The extraction PAF specifies principal axis factoring as the factor analytic method. Replacing PAF by PC or ML specifies a principal component or maximum likelihood extraction. We can request the scree plot of eigenvalues, the univariate stats, Barltett’s KMO. MINEIGEN(1) specifies that the minimum eigenvalue is 1 for any factor extracted. If we type FACTORS(3) we are asking that 3 factors should be extracted; there could be as many factors as there are variables, but no more. Sometimes the number of iterations (25 by default) is not sufficient to reach convergence and in this case we can set the number at 100, for example. We can request factor scores using the method “regression” “Bartlett” or “Anderson-Rubin”. If we do not specify a rotation pattern (NOROTATE) the first factor or component is the so-called general factor. If we prefer the rotated solution (VARIMAX, QUARTIMAX, EQUAMAX, OBLIMIN, PROMAX(4)); note that in SPSS the Kappa 4 in PROMAX(4) is the default (and recommended) value. We have specified METHOD=CORRELATION for the method of analysis, but we could have specified COVARIANCE instead. The above syntax is to be used with raw data. If we have only input data, the following syntax must be run.

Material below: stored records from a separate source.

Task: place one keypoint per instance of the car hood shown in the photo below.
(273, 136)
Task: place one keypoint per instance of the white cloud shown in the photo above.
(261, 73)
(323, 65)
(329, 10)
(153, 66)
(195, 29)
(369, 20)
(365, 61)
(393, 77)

MATRIX DATA VARIABLES=GS AR WK PC NO CS AI SI MK MC EI AO /contents=corr /N=257. BEGIN DATA. 1 .397 1 .587 .455 1 .452 .521 .509 1 .252 .513 .276 .453 1 .22 .372 .166 .374 .409 1 .274 .197 .281 .191 .087 .021 1 .25 .13 .234 .108 -.02 -.035 .255 1 .404 .563 .36 .488 .532 .349 .168 .157 1 .383 .413 .279 .381 .32 .131 .204 .287 .426 1 .472 .429 .47 .402 .286 .198 .318 .364 .35 .392 1 .262 .327 .244 .424 .288 .287 .089 .099 .384 .345 .246 1 END DATA. EXECUTE. FACTOR MATRIX=IN(COR=*) /MISSING LISTWISE /PRINT UNIVARIATE INITIAL CORRELATION SIG DET KMO EXTRACTION /PLOT EIGEN /CRITERIA FACTORS(3) ITERATE(100) /EXTRACTION PC /ROTATION NOROTATE /METHOD=CORRELATION.